We have addressed this issue by performing two new sets of experiments: similar HEK293 vs HeLa with 10 replicates per condition and heatshocked vs non-heat shock with 6 replicates per condition. In the case of HEK293 vs HeLa comparison, we kept the 2 replicates per condition comparison to demonstrate the effect of limited replication number, simulating an early-stage evaluation of the experimental approach to obtain valuable quality control metrics. Nevertheless, we show that relevant and reproducible data can be obtained even with a lower replication number (2 replicates per condition), compared to a higher replication number (10 replicates), across both PromethION and MinION sequencing platforms.
Regarding the experimental part, some problems were observed in the conversion to doublestranded and loading for Nanopore-Seq, which were detailed in Supplementary Material 2. This fact is probably reflected in the results where a reduction in the overall sequencing throughput and detected gene number for HEK293 compared to HeLa were observed (data presented in Supplementary Figure 2). It is necessary to use similar quantities of RNA/cDNA since the sequencing occurs in real-time. The authors should have standardized the experimental conditions to proceed with the sequencing and perform the analyses.
We completely agree with the reviewer. In the 10-replicate HEK vs HeLa experiment, we collected similar data to what was presented in Supplementary Material 2. We chose to include this information to highlight the experimental variability that can arise during Nanopore-seq library preparation, particularly with cDNA synthesis. This type of information is not often highlighted in Nanoporebased studies, yet it is crucial to be aware of such differences. Despite these variations, we identified a consistent set of DEGs across comparisons of low versus high replicate numbers. Importantly, NanopoReaTA successfully provided realtime monitoring (e.g. detected number of genes per replicate/condition) as it allows for informed decision-making regarding the next steps in sequencing-based experiments.

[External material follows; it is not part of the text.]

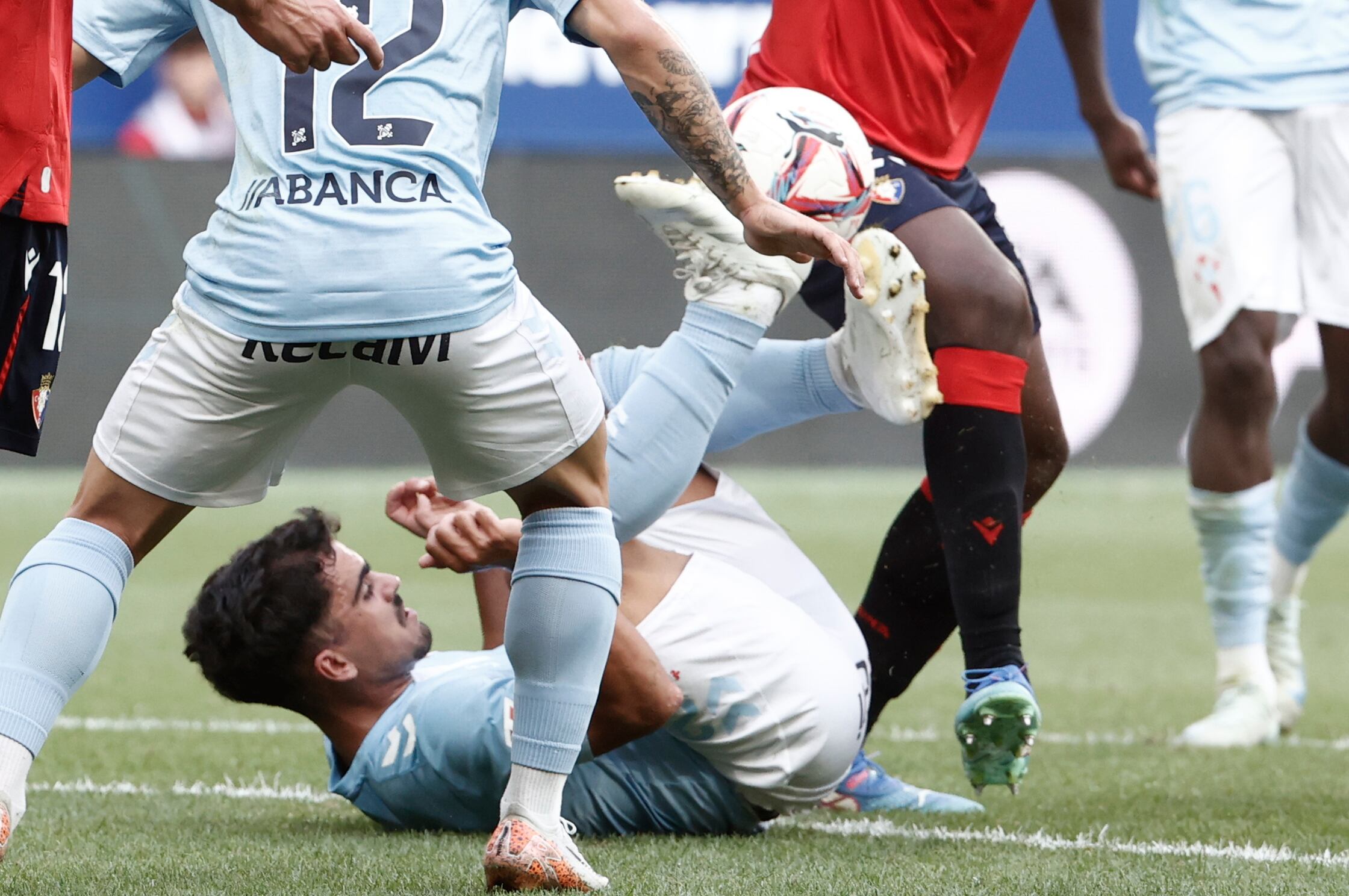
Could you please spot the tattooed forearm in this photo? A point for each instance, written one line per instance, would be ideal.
(682, 107)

Reviewer #2 (Public Review):
Transcriptomics technologies play important roles in biological studies. Technologies based on second-generation sequencing, such as mRNA-seq, face some serious obstacles, including isoform analysis, due to short read length. Third-generation sequencing technologies perfectly solve these problems by having long reads, but they are much more expensive. The authors presented a useful real-time strategy to minimize the cost of sequencing with Oxford Nanopore Technologies (ONT). The authors performed three sets of experiments to illustrate the utility of the real-time strategy. However, due to the problems in experimental design and analysis, their aims are not completely achieved. If the authors can significantly improve the experiments and analysis, the strategy they proposed will guide biologists to conduct transcriptomics studies with ONT in a fast and cost-effective way and help studies in both basic research and clinical applications.
Strengths:
The authors have recently developed a computational tool called NanopoReaTA to perform real-time analysis when cDNA/RNA samples are sequenced with ONT (Wierczeiko et al., 2023). The advantage of real-time analysis is that the sequencing can be stopped once enough data is collected to save cost. Here, they described three sets of experiments: a comparison between two human cell lines, a comparison among RNA preparation procedures, and a comparison between genetically modified yeasts. Their results show that the real-time strategy works for different species and different RNA preparation methods.
Weaknesses:
However, especially considering that the computational tool NanopoReaTA is their previous work, the authors should present more helpful guidelines to perform real-time ONT analysis and more advanced analysis methods. There are four major weaknesses:
(1) For all three sets of experiments, the authors focused on sample clustering and gene-level differential expression analysis (DEA), and only did little analysis on isoform level and even nothing in any figures in the main text. Sample clustering and gene-level DEA can be easily and well done using mRNA-seq at a much cheaper cost. Even for initial data quality checking, mRNA-seq can be first done in Illumina MiSeq/NextSeq which is quick, before deep sequencing in HiSeq/NovaSeq. The real power of third-generation RNA sequencing is the isoform analysis due to the long read length. At least for now, PacBio Iso-seq is very expensive and one cannot analyze the data in real-time. Thus, the authors should focus on the real-time isoform analysis of ONT to show the advantages.
We are aware that isoform analysis is one of the powers of real-time monitoring of long-read data, especially with Nanopore-seq. That is why we have included pipelines such as DRIM-seq and DEX-seq, which could provide valuable information about the differential transcript usage (i.e. isoforms). However, interpreting the results in a biologically meaningful context, particularly regarding the role of specific isoforms, remains challenging. This is especially relevant as our main goal is to demonstrate NanopoReaTA's utility as a real-time transcriptomic tool that offers valuable quality control and meaningful insights. Nevertheless, in the heat-shock experiments, we have identified one isoform that was differentially expressed and included it in the main figure. We hope that with the right experimental setup, users could use the incorporated tools for meaningful analyses for isoforms identification.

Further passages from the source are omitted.